Obama's college plan, first mentioned in his State of the Union address, was packaged as an answer to the unemployment problems of young Americans. Only four percent of college graduates are unemployed he said. The goal of Obama's plan is to make higher education more accessible by encouraging colleges to make it more affordable. Packaged in this manner you can understand the outrage when Santorum questioned Obama's motives calling him a snob. In an appearance on Glenn Beck Santorum said "I understand why Barack Obama wants to send every kid to college because their indoctrination mills, absolutely. The indoctrination that is going on at the University level is a harm to our country." The statistics present a more complicated situation than you hear in the public debate. Yes, young Americans who do not go to college struggle to practice their faith as well. Some statistics suggest that every year of higher education equals a greater likelihood of believing in God. However, the analysis of the stats presented by Billy Hallowell at the Blaze suggests that the statistics show college educated Americans are more likely to be liberal in their ideas with each year of education. There is support for Santorum's concern about indoctrination but to focus on that misses Santorum's more fundamental message regarding education. The point here is about more than the impact on the religious practice of students; its about the pursuit of happiness and a healthy economy.
Santorum clarifies his comments in an interview with Stephanopolous:
I think because there are lot of people in this country that have no desire or no aspiration to go to college, because they have a different set of skills and desires and dreams that don't include college. And to sort of lay out there that somehow this is -- this is -- should be everybody's goal, I think, devalues the tremendous work that people who, frankly, don't go to college and don't want to go to college because they have a lot of other talents and skills that, frankly, college, you know, four-year colleges may not be able to assist them. And there are other -- there's technical schools, there's additional training, vocational training. There's skills and apprenticeships. There's all sorts of things that people can do to upgrade their skills to be very productive and build their community.
This quote lays out the dynamic that underlies, and should form, the debate over whether there is liberal indoctrination at secondary schools. Santorum knows that the answer to the indoctrination question is to focus on efforts at the level of the local community and the family. The graduation rate among college students is only sixty percent and more federal intervention is not the answer. The real problem with students in higher education occurs in the formation of students in the local school system and community before students arrive at the University. Obama is favoring a population of young Americans educated, in the absence of their family, to the utilitarian pursuit of a career in white collar work over creating blue collar jobs that involve manual labor where training and work is closer to home. This aim of Obama works in conjunction with his preference for educating America's youth to progressivist ideals rather than educating them to the pursuit of virtue.
The Christian tradition is much better equipped to understand the value of manual labor than the elites that comprise the Obama administration.
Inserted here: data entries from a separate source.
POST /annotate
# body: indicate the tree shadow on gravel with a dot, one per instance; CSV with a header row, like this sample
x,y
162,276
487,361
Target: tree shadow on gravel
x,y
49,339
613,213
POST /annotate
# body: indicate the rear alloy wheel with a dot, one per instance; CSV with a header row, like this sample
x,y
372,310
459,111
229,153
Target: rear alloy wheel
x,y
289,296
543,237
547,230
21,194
They are bound to their ideology and all too distant from the labor that has built western civilization. Where can we find a truly rounded understanding of the value of manual labor? There is no better place to look than in the Benedictine monastic tradition. In an article written about the Catholic land movement and distributism, Abbot Phillip Anderson shares his wisdom about the value of manual labor. His comments are quite pertinent to Santorum's perspective on the economy. In order to grab the Christian insight into the value of manual labor, I will seem together Abbot Anderson's thoughts about manual labor. In the quote below from his article Learning From The Land: In The School of Saint Benedict, he writes:
One of the pillars of the Rule is evangelical poverty. There would be neither an economic crisis in the world today, nor an ecological threat, were it not for the evil done by greed. Monastic poverty means being content with the simple things that sustain human existence in its inherent goodness. Of course, the great corollary of evangelical and monastic poverty is work, especially manual work. Ora et Labora ("Pray and Work"') is often given as the Benedictine motto. The very early monks found that this work with one’s hands was something necessary in order to be able to pray well. Sometimes they would burn all the baskets they had woven during the year — having no need to sell them in order to make money — and start all over again, simply because this activity was good for body and mind! Saint Paul worked with his hands, even though he was entitled to live from his preaching of the Gospel.
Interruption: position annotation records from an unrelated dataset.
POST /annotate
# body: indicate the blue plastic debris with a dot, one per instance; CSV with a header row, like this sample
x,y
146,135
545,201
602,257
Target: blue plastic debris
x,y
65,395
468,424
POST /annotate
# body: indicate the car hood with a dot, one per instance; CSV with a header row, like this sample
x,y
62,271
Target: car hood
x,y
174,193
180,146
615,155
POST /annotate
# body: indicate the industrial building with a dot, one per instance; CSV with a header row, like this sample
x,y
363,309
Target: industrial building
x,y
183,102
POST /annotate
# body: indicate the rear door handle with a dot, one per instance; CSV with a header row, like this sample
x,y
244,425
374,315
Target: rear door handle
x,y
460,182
Good education occurs in the school of family and community where persons are educated to beauty, truth and virtue. They are educated to reality! The education plan of the progressive left will educate to homosexual marriage, right to abortion, sexual libertinism, having over being, efficiency over methodology and ultimately to vice not virtue. This is nothing new. I recall an incident when I was in college where this agenda was palpable. I approached the cafeteria for dinner and a student at a table offered me a condom; they were handing them out for free. When I said no, my friends ridiculed me. The message was loud and clear, you should be having extramarital sex. Its an education without hope.
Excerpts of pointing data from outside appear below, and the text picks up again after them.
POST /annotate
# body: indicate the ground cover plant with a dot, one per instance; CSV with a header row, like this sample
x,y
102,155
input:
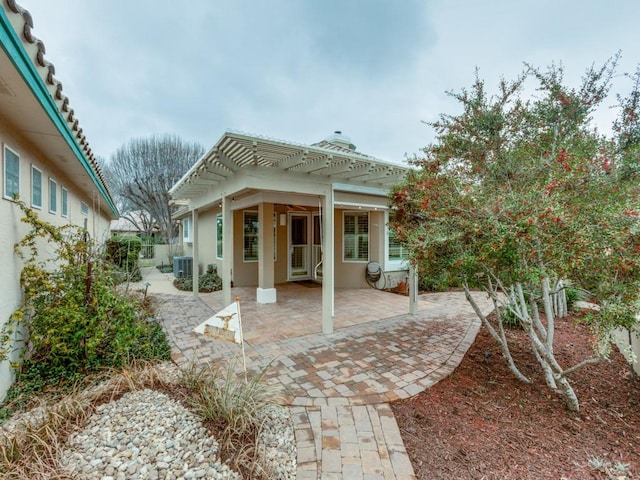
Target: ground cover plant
x,y
209,282
72,320
232,409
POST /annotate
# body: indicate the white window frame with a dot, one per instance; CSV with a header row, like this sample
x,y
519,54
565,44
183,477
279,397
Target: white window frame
x,y
219,236
64,202
187,230
53,196
4,173
344,235
393,264
34,204
256,235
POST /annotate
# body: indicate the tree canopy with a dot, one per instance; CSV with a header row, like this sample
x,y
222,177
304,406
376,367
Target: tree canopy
x,y
142,171
518,192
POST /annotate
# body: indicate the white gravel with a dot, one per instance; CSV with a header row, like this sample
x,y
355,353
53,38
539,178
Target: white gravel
x,y
147,435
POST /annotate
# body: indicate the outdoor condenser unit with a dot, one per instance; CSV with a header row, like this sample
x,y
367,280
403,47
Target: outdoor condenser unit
x,y
182,266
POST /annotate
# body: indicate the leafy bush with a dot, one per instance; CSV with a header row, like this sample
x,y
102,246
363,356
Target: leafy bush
x,y
165,268
124,251
72,321
209,282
The Administration showed its true colors when it threatened colleges with loss of federal funds if they don't meet Obama's standards and requirements. The education plan of the Administration is a power grab to harness more control over the nature of education and over the lives of America's youth. Combine this type of federal interference with progressivist ideas of separation of church and state, primary role of public education, high taxes, and our freedom to live as a local community according to our own values, and according to our own vocation, is greatly diminished.
Rick Santorum is greatly criticized because he is the only candidate in the race, and probably in my lifetime, that understands the familial source of freedom.